Thomas Friedman talks revolution, Islamism and democracy in Cairo
The world renowned New York Times columnist advices Egypt's liberals to work with the Islamists
Ahmed Feteha, May Alaa, Randa Ali, Monday 9 Jan 2012
Prominent American author Thomas Friedman spoke at the American University of Cairo (AUC) on Monday, where he expressed his views on Islamist political ascendancy in the wake of Egypt’s first post-Mubarak parliamentary polls.
“This country is very heavy for any political parties to lift it on its own,” Friedman said during a panel discussion, hosted by former Egyptian ambassador to the US Nabil Fahmy. “We need collective action.”
Friedman also stressed the importance of opening dialogue with Egypt’s Islamist political forces, asserting that Washington should abandon its longstanding strategy of allying itself with single heads of state and begin allying with the people.
Friedman, who was a vocal proponent of the US-led invasion and occupation of Iraq, also stated his belief that Egypt’s Islamists would eventually see a clash between their core principles and modernity. Unlike Saudi Arabia and Iran, he said, Egypt lacks the oil revenue to ease the inevitable collision.
“We saw voters in Egypt concerned about jobs, security and education,” Friedman, often touted as an “expert” on Middle East affairs, said. “These are the questions Islamists will have to deal with.”
Following Egypt’s parliamentary elections, which are set to conclude on 11 January, the Muslim Brotherhood’s Freedom and Justice Party is poised to become a leading force in Egypt’s post-Mubarak political landscape.
“They [Muslim Brotherhood] have never had to make hard choices because they have never been in power,” Friedman, who also pens a widely read column in the New York Times, explained. “They were elected on promises, and – four years from now – they will be judged on their performance.”
Friedman went on to draw a comparison between the Egyptian and Indonesian models. In the latter case, Islamist parties swept democratically held elections in the 1990s, but soon lost ground after failing to meet voter’s expectations.
In answer to one question – “Is Arabism being replaced by Islamic nationalism?” – Friedman said that, during the Mubarak era, the Egyptian political arena had been dominated by Mubarak’s ruling party and Islamist parties. “As for [Egypt’s] liberal parties,” he noted, “these are only four months old.”

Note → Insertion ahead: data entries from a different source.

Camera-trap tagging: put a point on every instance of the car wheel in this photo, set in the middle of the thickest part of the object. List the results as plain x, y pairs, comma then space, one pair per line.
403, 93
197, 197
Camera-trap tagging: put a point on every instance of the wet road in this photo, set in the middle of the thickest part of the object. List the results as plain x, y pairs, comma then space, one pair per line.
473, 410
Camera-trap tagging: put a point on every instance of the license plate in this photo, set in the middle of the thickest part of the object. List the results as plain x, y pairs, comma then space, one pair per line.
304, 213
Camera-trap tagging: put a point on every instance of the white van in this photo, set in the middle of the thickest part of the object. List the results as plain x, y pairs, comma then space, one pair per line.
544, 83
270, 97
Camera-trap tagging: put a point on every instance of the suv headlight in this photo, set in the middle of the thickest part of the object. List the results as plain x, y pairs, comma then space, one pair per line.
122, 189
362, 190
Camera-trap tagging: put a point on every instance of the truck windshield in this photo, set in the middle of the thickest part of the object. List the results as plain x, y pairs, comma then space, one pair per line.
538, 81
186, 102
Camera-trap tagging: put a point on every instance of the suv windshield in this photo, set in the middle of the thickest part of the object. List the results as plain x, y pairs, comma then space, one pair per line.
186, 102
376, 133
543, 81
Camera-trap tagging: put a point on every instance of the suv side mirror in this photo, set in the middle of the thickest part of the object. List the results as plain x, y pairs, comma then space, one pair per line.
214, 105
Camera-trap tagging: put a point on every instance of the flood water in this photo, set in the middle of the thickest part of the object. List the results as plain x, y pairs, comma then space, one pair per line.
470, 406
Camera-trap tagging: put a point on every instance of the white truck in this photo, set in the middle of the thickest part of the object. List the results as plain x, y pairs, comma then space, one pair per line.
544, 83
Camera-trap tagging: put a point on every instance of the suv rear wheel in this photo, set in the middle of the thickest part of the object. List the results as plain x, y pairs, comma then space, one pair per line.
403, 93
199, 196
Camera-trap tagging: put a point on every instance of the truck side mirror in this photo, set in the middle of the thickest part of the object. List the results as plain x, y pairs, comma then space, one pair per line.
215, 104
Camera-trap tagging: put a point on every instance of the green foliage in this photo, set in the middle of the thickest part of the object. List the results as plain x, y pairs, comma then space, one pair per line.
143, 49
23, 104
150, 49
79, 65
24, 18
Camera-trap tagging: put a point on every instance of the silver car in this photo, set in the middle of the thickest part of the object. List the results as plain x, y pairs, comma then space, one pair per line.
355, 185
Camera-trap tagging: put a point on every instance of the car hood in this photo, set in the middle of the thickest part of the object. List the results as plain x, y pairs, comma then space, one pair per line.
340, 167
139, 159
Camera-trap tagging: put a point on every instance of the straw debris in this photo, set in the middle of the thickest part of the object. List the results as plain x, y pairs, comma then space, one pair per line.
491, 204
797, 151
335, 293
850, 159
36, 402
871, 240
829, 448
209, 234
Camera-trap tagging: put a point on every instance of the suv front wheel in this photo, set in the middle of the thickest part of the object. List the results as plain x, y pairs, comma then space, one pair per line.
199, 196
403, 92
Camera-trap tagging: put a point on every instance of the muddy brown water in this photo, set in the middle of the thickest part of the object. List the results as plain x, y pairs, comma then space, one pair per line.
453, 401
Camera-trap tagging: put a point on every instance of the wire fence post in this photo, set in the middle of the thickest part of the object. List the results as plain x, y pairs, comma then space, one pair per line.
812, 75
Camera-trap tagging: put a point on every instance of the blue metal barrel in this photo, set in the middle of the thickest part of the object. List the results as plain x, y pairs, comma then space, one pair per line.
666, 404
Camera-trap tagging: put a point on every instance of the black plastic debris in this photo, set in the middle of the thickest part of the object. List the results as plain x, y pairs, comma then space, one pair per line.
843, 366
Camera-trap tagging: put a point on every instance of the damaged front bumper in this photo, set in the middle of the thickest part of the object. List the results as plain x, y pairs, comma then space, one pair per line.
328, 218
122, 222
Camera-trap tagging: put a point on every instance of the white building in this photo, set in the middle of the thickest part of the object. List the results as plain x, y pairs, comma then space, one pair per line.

Responding to a question posed by Ahram Online on the future of Egypt’s free-market economy under an Islamist-led government, the three-time Pulitzer Prize winner said that Islamists would eventually be forced to adapt to “modernity.” He pointed out that the relatively lenient positions adopted by Islamist parties on certain controversial issues – like the regulations governing Egypt’s tourism industry – represented a clear indication of this trend.
Friedman added that the independence of Islamic religious authorities, such as Egypt’s prestigious Al-Azhar – long marginalised due to its close association with the state – could play a role bridging the gap between Islamic tradition and the modern world.
Members of the audience also questioned Friedman about US presidential hopeful Rick Santorum, who recently made headlines with his hard-line stance on Iran and the longstanding issue of Palestine. “We have our own extremists,” Friedman said, adding, “Rick won’t be president.”
The writer went on to blast certain elements of the US political system, especially the inflated role played by big business in US policymaking and legislation.
“It’s fascinating how the revolution empowered people in [Egypt],” he said, going on to warn of the possible effects of institutionalised corruption on Egypt's newfound democracy. “Our congress [in the US] has been a forum for legalised bribery,” he said, going on to warn that, “Money will kill your democracy like it did ours.” He added: "Keep your eye on the money."
Not everyone present, however, welcomed the high-profile author. Some AUC students in attendance vocally protested Friedman’s presence at the university, holding signs aloft asking, “Why a war crimes supporter at AUC?”
"Our protest isn’t just against Friedman – it’s against the policies of our university, which were closely associated with the former regime,” said Roqaya Tbeileh, president of the university’s Quds Club, who took part in a small protest against Friedman’s visit. “And now they bring a supporter of war crimes,” she added in reference to the controversial writer.
During a question-and-answer session, Friedman faced the ire of Youssef El-Korma, a member of AUC’s student leftist movement. “You can’t come here with a smile and preach to us on democracy when you’ve been demeaning Arabs and supporting war crimes in Gaza and Iraq,” said El-Korma. “We don’t welcome you here.”
El-Korma’s assertions were met with applause by the audience but failed to draw a response from Friedman, who replied to another student critic earlier by saying that, "In the Middle East everybody wants to own you, and if they can't, they will try to destroy you."